How can i make this more efficient while dealing with 500,000+ files? The find takes forever to grab a list of files and in the loop its attempting to create a directory (even if that path is already there). I would like to more efficiently deal with those two particular aspects of the loop if at possible.


Solution

  • The bottleneck of any bash script is usually the number of external processes you start. In this case, you can vastly reduce the number of calls to mv you make by recognizing that a large percentage of the files you want to move will have a common suffix like jpg, etc. Start with those.

    for ext in jpg mp3; do
        mkdir -p "$ext"
        # For simplicity, I'll assume your mv command supports the -t option
        find "$2" -maxdepth 1 -name "*.$ext" -exec mv -t "$ext" {} +
    done
    

    Use -exec mv -t "$ext" {} + means find will pass as many files as possible to each call to mv. For each extension, this means one call to find and a minimum number of calls to mv.
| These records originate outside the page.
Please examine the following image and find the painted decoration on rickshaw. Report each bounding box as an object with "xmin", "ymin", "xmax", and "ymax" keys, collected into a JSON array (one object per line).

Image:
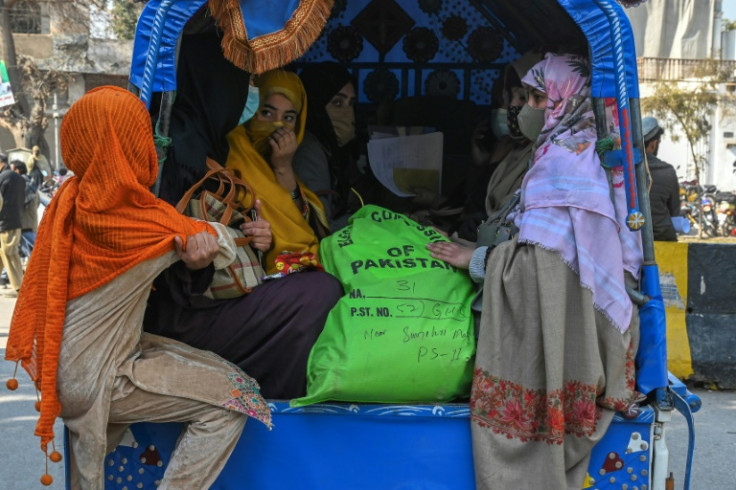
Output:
[{"xmin": 298, "ymin": 0, "xmax": 518, "ymax": 106}]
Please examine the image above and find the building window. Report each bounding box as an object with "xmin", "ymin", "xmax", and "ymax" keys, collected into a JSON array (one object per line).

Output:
[{"xmin": 10, "ymin": 1, "xmax": 41, "ymax": 34}]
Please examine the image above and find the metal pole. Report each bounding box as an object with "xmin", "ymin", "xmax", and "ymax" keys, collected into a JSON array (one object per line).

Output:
[{"xmin": 51, "ymin": 92, "xmax": 61, "ymax": 170}]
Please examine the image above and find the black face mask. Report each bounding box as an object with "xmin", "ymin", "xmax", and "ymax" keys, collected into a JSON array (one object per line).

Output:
[{"xmin": 506, "ymin": 105, "xmax": 524, "ymax": 139}]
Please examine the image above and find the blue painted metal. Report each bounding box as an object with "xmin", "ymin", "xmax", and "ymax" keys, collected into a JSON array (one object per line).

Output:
[
  {"xmin": 671, "ymin": 390, "xmax": 695, "ymax": 490},
  {"xmin": 557, "ymin": 0, "xmax": 639, "ymax": 98},
  {"xmin": 593, "ymin": 0, "xmax": 644, "ymax": 230},
  {"xmin": 129, "ymin": 0, "xmax": 207, "ymax": 106},
  {"xmin": 96, "ymin": 401, "xmax": 655, "ymax": 490},
  {"xmin": 636, "ymin": 264, "xmax": 669, "ymax": 393}
]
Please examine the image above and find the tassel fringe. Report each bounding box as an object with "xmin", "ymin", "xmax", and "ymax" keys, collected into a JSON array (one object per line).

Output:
[{"xmin": 209, "ymin": 0, "xmax": 333, "ymax": 74}]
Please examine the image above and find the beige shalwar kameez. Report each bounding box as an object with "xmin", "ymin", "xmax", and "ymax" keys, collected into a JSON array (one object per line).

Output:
[{"xmin": 57, "ymin": 228, "xmax": 270, "ymax": 489}]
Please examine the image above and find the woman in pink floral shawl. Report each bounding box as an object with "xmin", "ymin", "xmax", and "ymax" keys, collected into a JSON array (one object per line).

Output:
[{"xmin": 471, "ymin": 54, "xmax": 641, "ymax": 489}]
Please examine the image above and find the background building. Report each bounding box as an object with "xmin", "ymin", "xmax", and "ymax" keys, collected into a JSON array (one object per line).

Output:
[
  {"xmin": 626, "ymin": 0, "xmax": 736, "ymax": 190},
  {"xmin": 0, "ymin": 0, "xmax": 132, "ymax": 166}
]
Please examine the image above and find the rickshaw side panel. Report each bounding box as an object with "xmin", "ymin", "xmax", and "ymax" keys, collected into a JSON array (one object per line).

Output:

    Once those files are moved, then you can start analyzing files one at a time.

    for f in "$2"/*; do
        ext=${f##*.}
        # Probably more efficient to check in-shell if the directory
        # already exists than to start a new process to make the check
        # for you.
        [[ -d $ext ]] || mkdir "$ext"
        mv "$f" "$ext"
    done
    

    The trade-off occurs in deciding how much work you want to do beforehand identifying the common extensions to minimize the number of iterations of the second for loop.